Event Versioning Checklist
□ Every event has a 'version' field in the envelope
□ Schema changes documented with migration notes
□ New optional fields have defaults (no consumer changes required)
□ Breaking changes use a new event type or incremented major version
□ Consumers handle unknown fields gracefully (ignore, don't crash)
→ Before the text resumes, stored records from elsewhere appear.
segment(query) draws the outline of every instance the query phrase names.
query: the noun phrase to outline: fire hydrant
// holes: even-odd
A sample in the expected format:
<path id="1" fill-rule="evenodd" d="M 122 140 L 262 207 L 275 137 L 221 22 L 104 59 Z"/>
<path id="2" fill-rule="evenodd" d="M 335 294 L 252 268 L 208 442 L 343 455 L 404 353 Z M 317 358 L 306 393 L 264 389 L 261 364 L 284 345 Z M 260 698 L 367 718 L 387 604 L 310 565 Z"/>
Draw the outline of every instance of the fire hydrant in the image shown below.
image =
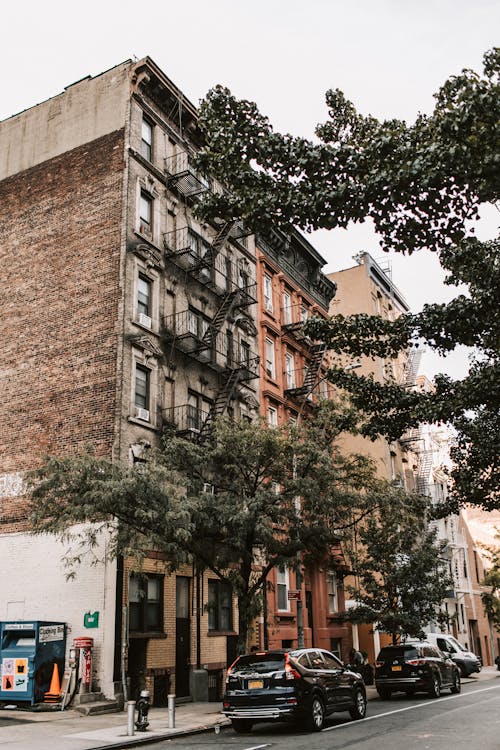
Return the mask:
<path id="1" fill-rule="evenodd" d="M 137 721 L 135 722 L 135 728 L 138 732 L 145 732 L 149 727 L 149 690 L 141 690 L 141 694 L 139 696 L 139 700 L 137 701 L 136 707 Z"/>

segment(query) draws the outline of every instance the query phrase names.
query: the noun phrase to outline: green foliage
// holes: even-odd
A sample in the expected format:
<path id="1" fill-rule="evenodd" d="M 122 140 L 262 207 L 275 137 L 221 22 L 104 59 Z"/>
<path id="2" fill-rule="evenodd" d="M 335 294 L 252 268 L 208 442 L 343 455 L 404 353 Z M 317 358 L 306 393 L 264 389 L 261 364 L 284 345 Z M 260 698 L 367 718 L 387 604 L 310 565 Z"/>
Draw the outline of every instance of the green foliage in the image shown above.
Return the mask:
<path id="1" fill-rule="evenodd" d="M 393 440 L 419 422 L 449 422 L 457 432 L 450 501 L 500 507 L 500 243 L 479 242 L 481 203 L 500 192 L 500 50 L 484 74 L 464 70 L 435 96 L 429 116 L 412 125 L 360 115 L 338 90 L 327 92 L 329 120 L 319 141 L 273 131 L 255 104 L 216 87 L 201 106 L 206 147 L 199 165 L 227 186 L 206 194 L 202 216 L 242 217 L 259 232 L 294 224 L 306 231 L 371 219 L 384 250 L 439 254 L 446 283 L 466 291 L 448 304 L 383 321 L 377 316 L 313 320 L 308 333 L 338 354 L 394 357 L 410 345 L 441 354 L 470 347 L 462 381 L 436 378 L 433 394 L 340 370 L 332 378 L 363 415 L 361 431 Z"/>
<path id="2" fill-rule="evenodd" d="M 352 622 L 373 623 L 392 634 L 421 637 L 423 627 L 444 617 L 440 607 L 452 588 L 444 543 L 429 530 L 428 501 L 403 495 L 372 514 L 352 542 L 356 585 L 349 590 L 358 606 Z"/>
<path id="3" fill-rule="evenodd" d="M 30 477 L 34 532 L 76 538 L 69 563 L 106 530 L 110 554 L 140 563 L 157 550 L 171 569 L 192 561 L 213 571 L 238 598 L 244 649 L 269 572 L 293 567 L 298 552 L 304 564 L 324 560 L 385 496 L 368 459 L 334 446 L 350 423 L 327 403 L 288 429 L 220 420 L 204 444 L 167 435 L 161 451 L 133 466 L 92 455 L 48 459 Z"/>

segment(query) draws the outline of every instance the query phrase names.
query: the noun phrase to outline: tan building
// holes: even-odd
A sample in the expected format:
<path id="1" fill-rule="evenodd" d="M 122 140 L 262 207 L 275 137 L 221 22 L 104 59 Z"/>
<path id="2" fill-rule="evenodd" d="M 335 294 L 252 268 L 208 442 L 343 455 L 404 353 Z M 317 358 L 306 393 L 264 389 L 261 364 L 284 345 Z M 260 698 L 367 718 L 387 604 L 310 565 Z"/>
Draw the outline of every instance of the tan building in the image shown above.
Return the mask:
<path id="1" fill-rule="evenodd" d="M 382 267 L 369 253 L 359 253 L 355 258 L 356 265 L 335 273 L 328 274 L 328 278 L 337 285 L 337 295 L 330 305 L 331 315 L 380 315 L 386 320 L 395 320 L 408 312 L 409 307 L 393 283 L 387 267 Z M 351 362 L 343 362 L 351 366 Z M 418 358 L 411 353 L 401 353 L 394 359 L 376 357 L 375 361 L 369 357 L 359 360 L 357 373 L 361 375 L 373 374 L 381 383 L 404 383 L 409 387 L 414 385 Z M 346 452 L 362 453 L 375 462 L 378 475 L 390 481 L 401 484 L 408 491 L 416 489 L 418 478 L 418 457 L 413 451 L 411 443 L 398 440 L 389 443 L 384 438 L 375 442 L 361 436 L 346 435 L 342 441 Z M 349 580 L 346 581 L 349 583 Z M 346 601 L 346 608 L 354 602 Z M 353 625 L 352 638 L 356 648 L 366 652 L 367 658 L 373 664 L 380 648 L 380 642 L 385 636 L 372 631 L 368 625 Z"/>

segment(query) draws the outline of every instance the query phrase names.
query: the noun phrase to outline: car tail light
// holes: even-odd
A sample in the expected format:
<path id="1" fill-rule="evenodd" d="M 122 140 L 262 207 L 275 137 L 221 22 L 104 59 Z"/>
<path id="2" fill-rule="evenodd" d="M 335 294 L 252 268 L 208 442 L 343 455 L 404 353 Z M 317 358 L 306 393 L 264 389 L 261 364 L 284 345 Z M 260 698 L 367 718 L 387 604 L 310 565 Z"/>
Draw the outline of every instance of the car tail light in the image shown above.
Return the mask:
<path id="1" fill-rule="evenodd" d="M 300 680 L 300 674 L 290 664 L 288 654 L 285 654 L 285 680 Z"/>

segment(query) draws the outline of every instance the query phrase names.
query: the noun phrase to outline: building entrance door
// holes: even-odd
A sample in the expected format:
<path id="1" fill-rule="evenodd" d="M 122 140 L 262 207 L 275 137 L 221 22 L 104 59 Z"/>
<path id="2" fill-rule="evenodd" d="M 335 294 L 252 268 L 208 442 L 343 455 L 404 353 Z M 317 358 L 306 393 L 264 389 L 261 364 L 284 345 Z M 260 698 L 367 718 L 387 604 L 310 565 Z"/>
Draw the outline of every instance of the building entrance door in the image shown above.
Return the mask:
<path id="1" fill-rule="evenodd" d="M 189 695 L 189 668 L 191 663 L 189 584 L 189 578 L 177 576 L 175 582 L 175 694 L 178 698 L 185 698 Z"/>

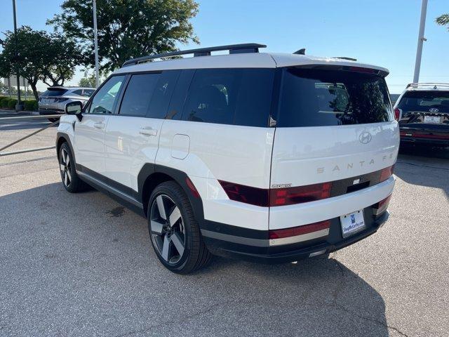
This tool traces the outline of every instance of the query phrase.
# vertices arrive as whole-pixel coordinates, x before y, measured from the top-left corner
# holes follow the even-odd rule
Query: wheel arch
[[[154,188],[166,181],[175,181],[187,196],[195,218],[201,223],[203,219],[203,201],[201,197],[195,196],[187,185],[188,177],[185,172],[170,167],[151,164],[144,165],[138,176],[138,185],[145,216],[147,216],[149,197]]]
[[[75,152],[73,150],[73,147],[72,145],[72,142],[70,141],[70,138],[68,135],[65,133],[62,133],[62,132],[58,132],[56,136],[56,156],[59,156],[59,150],[62,145],[62,143],[67,143],[70,147],[70,151],[72,152],[72,156],[73,159],[75,159],[75,163],[76,162],[76,159],[75,158]]]

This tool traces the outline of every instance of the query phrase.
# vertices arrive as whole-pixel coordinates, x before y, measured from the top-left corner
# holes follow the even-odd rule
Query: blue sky
[[[13,29],[11,1],[0,12],[0,32]],[[47,29],[62,0],[16,0],[18,25]],[[243,42],[267,51],[349,56],[385,67],[390,92],[412,81],[421,0],[204,0],[192,23],[201,46]],[[420,81],[449,82],[449,32],[435,18],[449,13],[449,1],[429,0]],[[181,48],[196,45],[180,46]],[[78,72],[68,84],[82,77]],[[45,85],[39,86],[41,89]]]

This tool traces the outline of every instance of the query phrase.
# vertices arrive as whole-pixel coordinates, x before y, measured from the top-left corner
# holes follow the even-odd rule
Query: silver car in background
[[[81,101],[83,105],[95,91],[93,88],[51,86],[39,97],[39,114],[64,114],[65,105],[70,102]],[[57,119],[50,118],[51,121]]]

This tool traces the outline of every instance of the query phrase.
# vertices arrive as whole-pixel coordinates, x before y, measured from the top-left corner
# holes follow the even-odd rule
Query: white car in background
[[[86,104],[95,89],[72,86],[51,86],[39,97],[39,114],[64,114],[65,105],[70,102],[79,101]],[[57,119],[49,119],[54,121]]]

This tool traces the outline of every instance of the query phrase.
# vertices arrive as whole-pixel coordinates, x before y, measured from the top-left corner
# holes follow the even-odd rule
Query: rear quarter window
[[[283,70],[277,126],[324,126],[393,119],[384,79],[330,70]]]
[[[274,77],[272,69],[197,70],[182,119],[267,127]]]

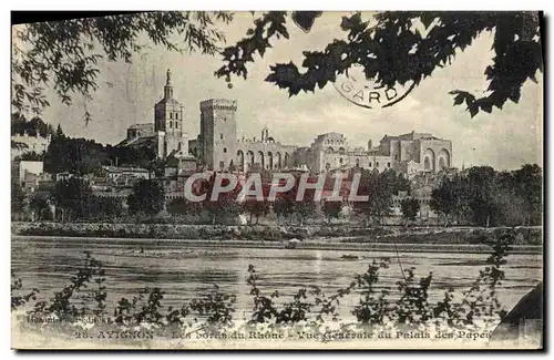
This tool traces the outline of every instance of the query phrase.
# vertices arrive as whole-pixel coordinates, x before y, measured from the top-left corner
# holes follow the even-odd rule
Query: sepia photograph
[[[11,13],[11,348],[544,349],[541,11]]]

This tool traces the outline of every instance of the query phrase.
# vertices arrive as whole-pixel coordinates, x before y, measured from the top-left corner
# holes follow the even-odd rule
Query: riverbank
[[[491,248],[484,244],[392,244],[392,243],[340,243],[328,239],[307,239],[295,244],[295,249],[286,249],[286,241],[244,241],[244,240],[204,240],[204,239],[147,239],[147,238],[105,238],[105,237],[63,237],[63,236],[12,236],[16,241],[58,241],[68,246],[95,245],[110,243],[134,249],[140,255],[145,248],[157,250],[189,248],[269,248],[284,251],[307,250],[341,250],[351,253],[398,251],[398,253],[455,253],[455,254],[489,254]],[[514,245],[511,254],[542,254],[542,247],[536,245]],[[361,259],[361,254],[345,254],[346,259]],[[144,256],[148,256],[146,250]]]
[[[340,244],[351,247],[389,245],[482,245],[483,236],[501,232],[502,228],[476,227],[352,227],[348,225],[305,226],[225,226],[185,224],[110,224],[110,223],[20,223],[11,224],[16,236],[53,236],[110,239],[150,240],[202,240],[235,241],[245,246],[263,246],[264,243],[283,243],[296,238],[302,245],[317,239],[318,244]],[[513,245],[542,248],[541,227],[519,227]],[[309,240],[309,241],[305,241]],[[274,245],[275,246],[275,245]],[[277,245],[278,246],[278,245]],[[307,246],[307,245],[306,245]]]

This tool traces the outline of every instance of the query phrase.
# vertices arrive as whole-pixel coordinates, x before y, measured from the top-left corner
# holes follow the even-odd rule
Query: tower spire
[[[164,97],[165,99],[173,97],[172,71],[170,69],[167,69],[167,79],[165,81]]]

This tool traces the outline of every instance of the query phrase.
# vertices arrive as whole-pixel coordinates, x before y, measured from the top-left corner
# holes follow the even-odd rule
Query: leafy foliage
[[[390,179],[397,179],[393,171],[362,173],[358,194],[368,196],[368,200],[355,203],[355,208],[368,219],[371,218],[373,224],[380,224],[391,214],[394,183],[391,184]]]
[[[340,217],[340,213],[342,210],[342,202],[331,202],[325,200],[321,205],[324,210],[324,215],[327,218],[327,222],[331,222],[331,219],[337,219]]]
[[[479,226],[540,225],[542,222],[541,168],[523,165],[513,172],[476,166],[465,176],[445,176],[431,194],[431,207],[449,224],[453,217]]]
[[[259,217],[269,214],[270,206],[266,197],[263,200],[257,200],[256,198],[247,198],[243,205],[243,212],[250,215],[249,224],[258,224]],[[253,222],[253,217],[256,222]]]
[[[404,198],[400,203],[400,209],[402,210],[402,217],[404,219],[413,222],[420,209],[419,200],[413,197]]]
[[[214,54],[225,40],[216,22],[232,20],[229,12],[164,11],[16,25],[13,112],[40,114],[50,104],[44,92],[50,84],[65,104],[74,93],[91,99],[100,88],[100,62],[131,62],[145,48],[142,37],[172,51]]]
[[[80,177],[70,177],[55,183],[52,198],[58,207],[66,212],[65,219],[84,218],[91,215],[93,198],[91,184]]]
[[[310,19],[314,21],[314,19]],[[269,40],[288,38],[283,12],[267,12],[254,21],[254,29],[223,52],[226,63],[217,76],[238,75],[246,79],[253,54],[264,56]],[[274,29],[269,32],[266,29]],[[278,29],[278,30],[275,30]],[[454,105],[465,104],[473,117],[502,109],[507,100],[517,103],[523,83],[535,81],[543,70],[541,29],[536,12],[437,12],[386,11],[371,20],[360,12],[342,17],[340,29],[347,40],[334,40],[319,51],[304,51],[298,66],[294,62],[277,63],[266,81],[297,95],[314,92],[335,82],[353,65],[361,65],[367,79],[383,86],[413,83],[418,85],[433,72],[454,60],[484,31],[494,31],[493,64],[484,70],[489,88],[483,94],[452,90]],[[300,70],[301,69],[301,70]]]

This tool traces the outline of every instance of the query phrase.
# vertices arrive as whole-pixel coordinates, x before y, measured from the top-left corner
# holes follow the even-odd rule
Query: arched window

□ Schema Registry enforces BACKWARD_TRANSITIVE compatibility
□ Deprecation notice in Slack/docs before removing old event version
□ At least 2 sprint migration window before removing deprecated version
□ Consumer tests explicitly test handling of old event versionsHandling unknown fields defensively:
// WRONG — crashes on new fields
function parseEvent(raw: unknown): OrderPlaced {
const { orderId, userId, amount } = raw as Record<string, unknown>;
return { orderId: orderId as string, userId: userId as string, amount: amount as number };
}
// RIGHT — extract what you need, ignore the rest
function parseEvent(raw: unknown): OrderPlaced {
const data = raw as Record<string, unknown>;
return {
orderId: String(data.orderId),
userId: String(data.userId),
amount: Number(data.amount),
currency: typeof data.currency === 'string' ? data.currency : 'USD',
// unknown future fields are silently ignored
};
}The consumer only extracts what it needs. New fields added by the producer are ignored. Old required fields removed by the producer cause an error only if the consumer was relying on them — which is caught by contract tests before deployment.